Sonntag, 8. November 2009

No more ice on Kilimanjaro ?

After Thompson et al. 2009, interview to Dr. Thompson mp3

The glacial record in Africa is restricted to the highest peaks of this continent, mainly to mountains of east Africa: Mount Kilimanjaro (5895m), Mount Kenya
(5.199m), the Ruwenzori (5.119m) and on the northern margin of Africa in the High Atlas. Traces of two Pliocene-Pleistocene glaciations have been found on Mt Kilimanjaro, the oldest of which have been dated to about 2.0My (OSMASTON, 2004). Younger, in part uncertain glacier advances are dated to 1,0My, 0,4My and during the last glacial maximum (20.000y). Today three main glaciers persist on the summit of the volcano - the Northern Ice Field (NIF), the Southern Ice Field and the Furtwängler Glacier; some smaller glaciers are distributed on the slope of the mountain. Cores taken from all three glaciers showed that the ice cover on Kilimanjaro persisted for at least 11.700 years.

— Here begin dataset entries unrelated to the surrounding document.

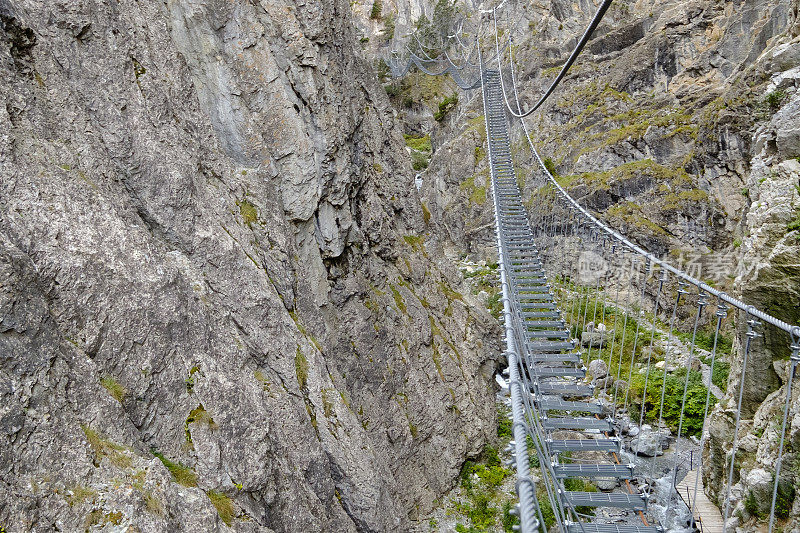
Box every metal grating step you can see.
[564,491,647,511]
[522,338,575,352]
[523,319,566,329]
[528,352,581,364]
[542,416,612,431]
[539,382,594,396]
[553,463,633,479]
[546,438,620,453]
[567,522,663,533]
[525,329,569,339]
[517,292,553,302]
[520,311,561,318]
[520,303,558,311]
[528,366,586,378]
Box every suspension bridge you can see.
[387,0,800,533]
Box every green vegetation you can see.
[100,376,128,403]
[606,202,667,235]
[382,13,395,42]
[433,93,458,122]
[186,403,217,432]
[554,279,712,436]
[236,200,258,226]
[455,446,511,533]
[142,490,164,516]
[786,211,800,241]
[133,58,147,80]
[206,490,236,527]
[412,0,458,57]
[81,425,133,468]
[183,365,200,394]
[631,368,716,436]
[389,283,408,315]
[764,89,787,112]
[294,346,308,389]
[543,157,559,179]
[458,169,489,205]
[701,357,731,390]
[369,0,383,20]
[422,203,431,224]
[677,329,733,356]
[560,159,691,189]
[403,134,432,152]
[153,451,197,487]
[67,485,97,507]
[411,151,430,171]
[403,134,433,171]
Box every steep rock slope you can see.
[0,0,498,532]
[380,0,800,530]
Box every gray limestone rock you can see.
[0,0,499,533]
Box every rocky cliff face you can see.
[0,0,499,532]
[378,0,800,530]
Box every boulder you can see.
[589,359,608,380]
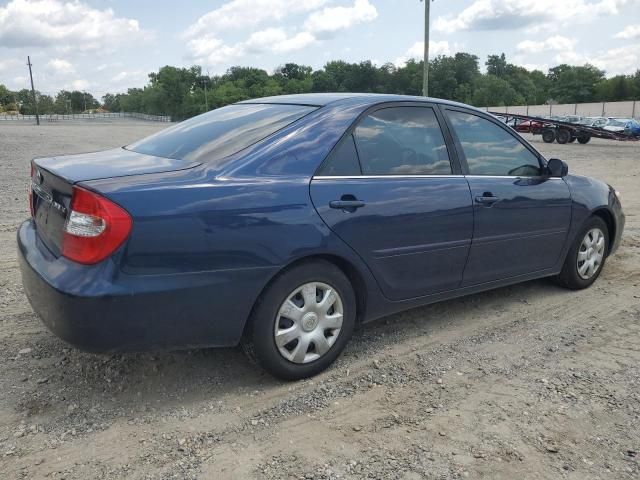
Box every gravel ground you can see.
[0,121,640,480]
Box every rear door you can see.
[444,107,571,286]
[311,104,473,300]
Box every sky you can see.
[0,0,640,98]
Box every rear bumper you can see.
[18,221,275,352]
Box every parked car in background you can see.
[603,118,640,136]
[18,94,625,379]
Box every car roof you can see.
[238,93,477,110]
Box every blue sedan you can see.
[18,94,624,379]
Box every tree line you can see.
[0,52,640,120]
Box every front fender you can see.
[564,175,625,255]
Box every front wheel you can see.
[557,217,609,290]
[244,260,356,380]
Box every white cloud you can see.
[47,58,76,75]
[516,35,576,53]
[394,40,451,66]
[434,0,638,33]
[615,23,640,40]
[71,78,91,91]
[0,0,149,51]
[243,28,316,53]
[0,58,20,72]
[184,0,327,37]
[183,0,378,66]
[555,44,640,76]
[304,0,378,35]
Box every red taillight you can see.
[29,163,35,217]
[62,187,131,264]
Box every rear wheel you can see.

Isotopic record of oxygen isotopes from the Northern Ice Field (NIF), after THOMPSON et al. 2002

In modern times the dramatic loss of Kilimanjaro´s ice cover has attracted global attention, and has been a symbol for changing climate in Africa in popular media. The glaciers have considerable lost volume and surface, from 12,06 square kilometer in 1912 to 2,6-2,5 square kilometer in 2000. In the last 7 years ulterior 26% of this remaining ice are gone, leaving 1,85 square kilometer back. But not only the ice covered surface - easy to observe by aerial photographs - diminishes, but more important the glaciers are rapidly thinning, up to 0,5m thickness loss per year. This glacier mass lost is harder to determinate (mostly by measuring with stakes you got only punctual data) but crucial to understand the glacier balance.
If this melting rate persists, until 2022-2033 there will no more glacier ice left on the summit.

The widespread retreat of glaciers in Africa suggests a common driver, and not only local factors like deforestation, land use or humidity change on the slopes of Mount Kilimanjaro. The long record that this ice fields provided, demonstrate that for more then 11.000 years ice persisted without essential melting or mass lost, even during the end of the humid phase in Africa and change to more drier climate and subsequent droughts (p.e. 4.200 years ago). This seems to minimize the influence of changing precipitation on the glacier mass balance, and emphasizes changing in the temperature regime on the summit of the mountain.


EHLERS, J. & GIBBARD, P.L. (2007): Glaciations. In (ed): ELIAS, S.A. (2006): Encyclopedia of Quaternary Science. Elsevier : 290-300

OSMASTON, H. (2004). Quaternary glaciations in the East African mountains. In J. Ehlers and P. L. Gibbard (eds): QuaternaryGlaciations - Extent and Chronology, Part III: South America, Asia, Africa, Australasia, Antarctica: 139-150.

THOMPSON, L.G. et al. (2009): Glacier loss on Kilimanjaro continues unabated. Proceedings of the National Academy of Sciences.